Fiddler on the Roof is a great show. It has one of the greatest opening numbers- Tradition- and one of the greatest lead characters- Tevye- and it draws you into the heart of a small, tight knit community before breaking your heart as you watch that community being torn apart. In a world where we have been watching this happen too often in recent years it has great resonance and poignancy. It’s a wonderful choice for the opening production of the Everyman’s new repertory company, popular and familiar without being trite or hackneyed and perfect for a small, intimate space- especially when it is set up in the round. Great writing doesn’t date and nor do characters whose humanity and relevance still remain strong. It is just over fifty years since it opened in New York, won nine Tony awards and went on to become what is still the second longest running show on Broadway. It is set in Imperial Russia in 1905, but the kind of human tragedies that it deals with have never gone away and they never will and this truth has led to it being performed all over the world ever since.

Production photograph by Stephen Vaughan.

There are no great West End voices here and no star performances- that would have unbalanced a delicate, spare production set in a small, intimate space.
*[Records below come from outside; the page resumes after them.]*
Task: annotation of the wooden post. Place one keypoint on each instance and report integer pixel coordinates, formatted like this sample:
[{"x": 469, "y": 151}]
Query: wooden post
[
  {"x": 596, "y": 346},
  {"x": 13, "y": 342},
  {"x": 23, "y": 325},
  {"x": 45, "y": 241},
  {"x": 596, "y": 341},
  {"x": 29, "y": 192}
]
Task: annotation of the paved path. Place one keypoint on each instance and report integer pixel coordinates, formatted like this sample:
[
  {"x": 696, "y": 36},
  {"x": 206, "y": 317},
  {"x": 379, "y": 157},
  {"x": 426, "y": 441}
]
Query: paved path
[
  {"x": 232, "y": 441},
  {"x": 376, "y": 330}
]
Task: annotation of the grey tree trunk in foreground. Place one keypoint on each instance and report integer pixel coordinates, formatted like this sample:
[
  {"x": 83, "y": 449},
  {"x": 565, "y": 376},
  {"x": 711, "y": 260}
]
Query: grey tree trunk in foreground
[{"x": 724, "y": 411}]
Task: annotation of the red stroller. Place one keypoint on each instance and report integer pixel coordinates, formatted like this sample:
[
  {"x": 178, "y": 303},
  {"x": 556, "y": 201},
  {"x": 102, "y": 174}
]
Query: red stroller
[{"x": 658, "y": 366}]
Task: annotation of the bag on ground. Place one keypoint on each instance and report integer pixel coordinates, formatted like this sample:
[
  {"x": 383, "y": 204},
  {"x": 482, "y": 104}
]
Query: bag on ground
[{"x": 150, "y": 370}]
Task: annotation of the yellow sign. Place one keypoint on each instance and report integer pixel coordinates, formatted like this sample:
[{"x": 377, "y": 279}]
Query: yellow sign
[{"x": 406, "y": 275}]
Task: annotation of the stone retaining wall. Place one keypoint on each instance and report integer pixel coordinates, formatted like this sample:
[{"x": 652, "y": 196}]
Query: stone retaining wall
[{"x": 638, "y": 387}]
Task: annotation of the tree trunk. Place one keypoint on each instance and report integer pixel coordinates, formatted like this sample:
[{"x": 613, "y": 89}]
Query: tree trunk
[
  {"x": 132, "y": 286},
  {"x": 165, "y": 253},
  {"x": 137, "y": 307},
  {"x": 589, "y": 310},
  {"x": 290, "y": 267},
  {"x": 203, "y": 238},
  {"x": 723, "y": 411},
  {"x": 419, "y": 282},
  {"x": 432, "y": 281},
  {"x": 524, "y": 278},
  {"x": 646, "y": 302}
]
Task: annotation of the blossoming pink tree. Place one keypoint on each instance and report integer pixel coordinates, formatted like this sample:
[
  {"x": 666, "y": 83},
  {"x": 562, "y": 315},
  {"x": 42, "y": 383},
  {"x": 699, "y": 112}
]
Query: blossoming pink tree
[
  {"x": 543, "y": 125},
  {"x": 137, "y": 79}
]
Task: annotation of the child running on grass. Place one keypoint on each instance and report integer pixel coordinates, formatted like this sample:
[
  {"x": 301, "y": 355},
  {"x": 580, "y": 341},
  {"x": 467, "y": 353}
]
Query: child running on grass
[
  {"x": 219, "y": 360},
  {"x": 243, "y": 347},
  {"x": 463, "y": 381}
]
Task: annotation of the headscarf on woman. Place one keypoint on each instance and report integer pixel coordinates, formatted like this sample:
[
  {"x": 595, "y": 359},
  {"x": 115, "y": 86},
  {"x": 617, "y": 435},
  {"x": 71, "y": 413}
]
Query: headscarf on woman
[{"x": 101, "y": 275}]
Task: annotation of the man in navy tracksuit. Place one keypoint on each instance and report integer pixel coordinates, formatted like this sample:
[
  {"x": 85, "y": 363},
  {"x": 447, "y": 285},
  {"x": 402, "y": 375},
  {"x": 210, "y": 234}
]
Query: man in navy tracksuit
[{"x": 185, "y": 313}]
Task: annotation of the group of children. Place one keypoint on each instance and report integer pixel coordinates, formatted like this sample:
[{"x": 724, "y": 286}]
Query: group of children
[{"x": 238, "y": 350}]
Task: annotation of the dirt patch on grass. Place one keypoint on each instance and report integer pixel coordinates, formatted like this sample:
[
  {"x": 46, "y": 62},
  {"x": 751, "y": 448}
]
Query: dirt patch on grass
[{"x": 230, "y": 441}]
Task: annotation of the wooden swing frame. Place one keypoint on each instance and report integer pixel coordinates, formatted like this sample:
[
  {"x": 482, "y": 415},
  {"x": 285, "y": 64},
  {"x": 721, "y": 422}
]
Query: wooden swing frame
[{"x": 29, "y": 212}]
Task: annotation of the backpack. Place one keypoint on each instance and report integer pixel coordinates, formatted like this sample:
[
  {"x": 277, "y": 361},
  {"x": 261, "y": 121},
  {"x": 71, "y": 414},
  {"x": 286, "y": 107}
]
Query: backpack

It is an ensemble piece by the newly formed repertory company and it is this company- and above all the theatre itself- which is the star. The actors know their characters perfectly and their energy and conviction is both charming and utterly believable. At the heart of the show is Patrick Brennan’s Tevye, a fine performance which shows us a real, conflicted man whose humour and warmth sits alongside a deep, uncompromising faith. He has the best lines, especially when talking to his God, and we are allowed to see what he is thinking.

The staging, by director Gemma Bodinetz, is simple and direct and the audience is close to the action, so close that we can almost feel part of the community that we are watching. This is not musical theatre as spectacle, where we watch from afar and marvel at lumbering stage machinery and great set pieces, it is musical theatre with heart and soul where people sing because words are no longer enough and we see the concerns of real human beings- our own concerns- reflected on stage.

Production photograph by Stephen Vaughan.

This is the first production in the new, award winning theatre by a company who have big boots to fill. Last time the Everyman had a rep company it produced a group of young actors and writers who became household names and the delight of the audience was obvious. Even for those who had been regulars at the old theatre this will still have been one of their first sightings of the new space in action and there was a real sense of joy in the air as they found that their beloved rep company had been given back to them in a theatre made magically young and beautiful again. For those involved in that process it will have been a delicate task, but they have given Liverpool back one of its treasures. It was very moving to be part of the standing ovation at the end, an ovation for the cast and the show- of course- but it was also a welcome back for the Everyman rep from a delighted city of Liverpool.